Enrique Martínez Lozano
En una reciente tertulia radiofónica, tres participantes autoproclamados “científicos” abominaban de todo aquello que, viniera de donde viniera, no estuviera “científicamente demostrado”. En su arrogante desconocimiento, uno de ellos llegó a afirmar que “el psicoanálisis es una patraña” y que, en cualquier caso, “se hace urgente rechazar de plano todo lo que no pase el filtro científico”.

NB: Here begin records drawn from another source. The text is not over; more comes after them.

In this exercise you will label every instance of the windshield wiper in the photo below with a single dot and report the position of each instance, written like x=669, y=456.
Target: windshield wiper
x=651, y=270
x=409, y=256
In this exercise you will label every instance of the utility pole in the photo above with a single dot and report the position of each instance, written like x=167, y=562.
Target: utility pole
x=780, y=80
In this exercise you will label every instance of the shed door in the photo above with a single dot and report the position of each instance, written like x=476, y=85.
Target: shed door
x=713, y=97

Es indudable que existen embaucadores que, con el fin de obtener un beneficio económico, y gracias a la credulidad de la gente, intentan colar como verdad lo que no es sino un camelo. Es cierto, igualmente, que ya no podemos renunciar a la razón crítica, si no queremos caer en la irracionalidad. Pero de ahí a establecer la ciencia como criterio último de verdad hay un salto, no solo inaceptable, sino profundamente nocivo. Cuando ese salto se ha dado, se ha caído en el cientificismo, el racionalismo, el positivismo, el materialismo… Y la ciencia se ha convertido en una pseudo-religión, con sus dogmas, sus ritos, sus altares y sus gurús. Y, como ocurre en las religiones, todo ello quedaba a salvo de cualquier cuestionamiento, porque aparecía revestido de la aureola sagrada de la verdad: “lo dice la ciencia” había sustituido a “es palabra de Dios”.
Los dogmas de esta nueva religión son muy simples y, como ocurre con todo dogma, se creen a priori, sin someterlos a ningún tipo de crítica. Los más básicos son los siguientes:
- La ciencia es la única verdad, y fuera de la ciencia no hay verdad (salvación).

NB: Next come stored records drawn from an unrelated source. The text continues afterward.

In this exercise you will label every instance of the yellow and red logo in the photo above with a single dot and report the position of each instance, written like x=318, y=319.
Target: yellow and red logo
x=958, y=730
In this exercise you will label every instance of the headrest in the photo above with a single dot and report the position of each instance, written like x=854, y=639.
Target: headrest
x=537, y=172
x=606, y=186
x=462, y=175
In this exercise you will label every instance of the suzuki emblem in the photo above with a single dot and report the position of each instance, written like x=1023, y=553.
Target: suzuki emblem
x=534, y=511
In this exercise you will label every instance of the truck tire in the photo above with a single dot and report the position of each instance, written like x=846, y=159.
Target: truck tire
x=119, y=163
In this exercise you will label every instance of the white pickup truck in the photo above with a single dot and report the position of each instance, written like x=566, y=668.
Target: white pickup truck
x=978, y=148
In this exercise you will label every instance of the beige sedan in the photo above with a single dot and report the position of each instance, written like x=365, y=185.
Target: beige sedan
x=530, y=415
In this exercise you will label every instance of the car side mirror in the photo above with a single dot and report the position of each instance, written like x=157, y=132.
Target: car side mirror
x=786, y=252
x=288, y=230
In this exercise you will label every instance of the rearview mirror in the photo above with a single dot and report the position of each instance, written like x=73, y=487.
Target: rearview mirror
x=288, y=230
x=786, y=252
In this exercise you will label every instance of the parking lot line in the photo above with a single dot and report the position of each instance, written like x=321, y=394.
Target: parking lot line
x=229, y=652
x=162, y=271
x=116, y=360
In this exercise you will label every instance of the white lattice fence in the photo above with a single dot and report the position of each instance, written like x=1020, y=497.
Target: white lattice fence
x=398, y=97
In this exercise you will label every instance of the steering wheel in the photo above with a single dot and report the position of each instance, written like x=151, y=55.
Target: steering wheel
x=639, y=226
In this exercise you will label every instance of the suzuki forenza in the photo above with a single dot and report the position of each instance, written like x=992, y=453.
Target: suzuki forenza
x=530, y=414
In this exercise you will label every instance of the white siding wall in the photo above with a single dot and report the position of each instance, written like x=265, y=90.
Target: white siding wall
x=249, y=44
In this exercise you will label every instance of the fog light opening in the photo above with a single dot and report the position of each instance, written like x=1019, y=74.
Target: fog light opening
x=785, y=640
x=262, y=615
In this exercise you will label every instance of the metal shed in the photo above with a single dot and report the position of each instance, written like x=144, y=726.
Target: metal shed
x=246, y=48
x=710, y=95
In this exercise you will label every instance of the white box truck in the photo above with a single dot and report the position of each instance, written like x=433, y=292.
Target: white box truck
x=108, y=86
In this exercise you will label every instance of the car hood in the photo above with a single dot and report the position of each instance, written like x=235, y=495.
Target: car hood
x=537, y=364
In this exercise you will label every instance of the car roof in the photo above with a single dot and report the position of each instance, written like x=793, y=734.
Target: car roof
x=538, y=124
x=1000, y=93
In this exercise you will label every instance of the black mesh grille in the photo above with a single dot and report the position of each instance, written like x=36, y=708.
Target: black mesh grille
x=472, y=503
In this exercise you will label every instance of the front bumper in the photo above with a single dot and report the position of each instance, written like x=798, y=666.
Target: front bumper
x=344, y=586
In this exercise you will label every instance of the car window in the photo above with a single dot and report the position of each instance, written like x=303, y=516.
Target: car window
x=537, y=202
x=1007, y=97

- El modo supremo (o incluso único) de conocimiento es la razón.
- Solo existe aquello que la ciencia puede verificar; todo lo demás son supersticiones.
Para los “fieles” de esta nueva religión, se trata de “evidencias”, y miran con desdén a quien se atreva a ponerlas en duda. Para quienes son capaces de tomar distancia, es claro que tales afirmaciones no son científicas, sino postulados metafísicos, es decir, creencias imposibles de falsar (y, por tanto, demostrar). Son, sencillamente, creencias pseudocientíficas sostenidas –en una paradójica ironía– por aquellos mismos tertulianos que abominaban de todo lo que fuera pseudocientífico.